While OCT can examine surfaces one point at a time, OFDI is able to look at over 1,000 points simultaneously by using a new type of laser developed at MGH-Wellman. Inside the fiberoptic catheter probe, a constantly rotating laser tip emits a light beam with an ever-changing wavelength. Measuring how each wavelength is reflected back, as the probe moves through the structure to be imaged, allows rapid acquisition of the data required to create the detailed microscopic images.
In the Nature Medicine paper, the MGH-Wellman team reports that OFDI successfully imaged the inner esophageal surfaces of living pigs, revealing the structural details and vascular networks of 4.5-centimeter-long segments with less than 6 minutes scanning time. Scans of coronary artery surfaces were similarly successful, producing three-dimensional microscopic images of the surfaces of segments 24 to 63 millimeters long. An experiment designed to evaluate OFDI's ability to detect damage to arterial surfaces confirmed that the technique could differentiate between healthy and damaged tissue.
Among potential applications for OFDI could be diagnosis of Barrett's esophagus, a precursor to esophageal cancer that can be identified with OCT, provided the affected tissue is scanned. The researchers estimate that the esophageal scan conducted in this study could be reduced from 6 minutes to less than 1 with more powerful computer processing. Another major application would be examining coronary arteries for the vulnerable plaques believed most likely to rupture and produce heart attacks. A 2005 study from the MGH Cardiology Division found that OCT could identify vulnerable plaques in symptomatic patients, and the OCT-developed scanning criteria could be used with OFDI to further study the vulnerable plaque hypothesis and potentially to diagnose dangerous plaques and guide their treatment.

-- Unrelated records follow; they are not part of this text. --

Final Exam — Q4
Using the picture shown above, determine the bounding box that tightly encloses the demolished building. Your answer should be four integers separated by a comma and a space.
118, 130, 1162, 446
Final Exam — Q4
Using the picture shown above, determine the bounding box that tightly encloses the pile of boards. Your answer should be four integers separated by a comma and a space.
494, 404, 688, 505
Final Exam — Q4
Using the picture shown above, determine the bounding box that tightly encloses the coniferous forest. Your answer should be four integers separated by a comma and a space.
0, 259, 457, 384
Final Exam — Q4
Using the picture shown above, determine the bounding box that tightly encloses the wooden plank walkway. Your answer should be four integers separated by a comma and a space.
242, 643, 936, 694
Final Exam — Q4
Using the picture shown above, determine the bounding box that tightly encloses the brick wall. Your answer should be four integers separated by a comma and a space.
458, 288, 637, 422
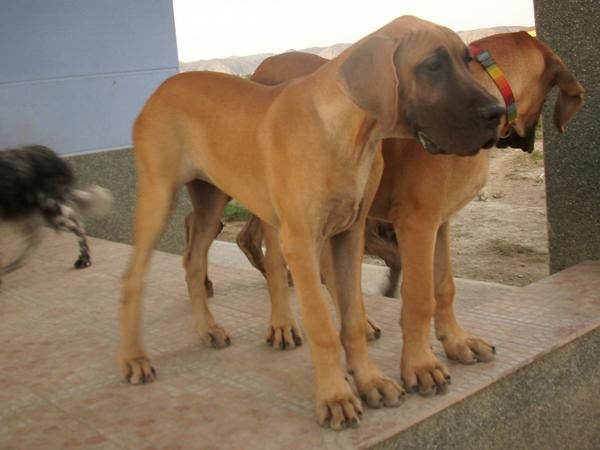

The MGH-Wellman researchers also anticipate extending the technology's capabilities into other fields. "One of the most exciting concepts would be to directly link OFDI with the delivery of therapy, such as laser treatment for early cancer," says Bouma. "Our hope is that, thorough one minimally invasive probe, clinicians will be able to diagnose and precisely treat diseased tissue while sparing adjacent healthy tissue." Bouma is an associate professor of Dermatology at Harvard Medical School.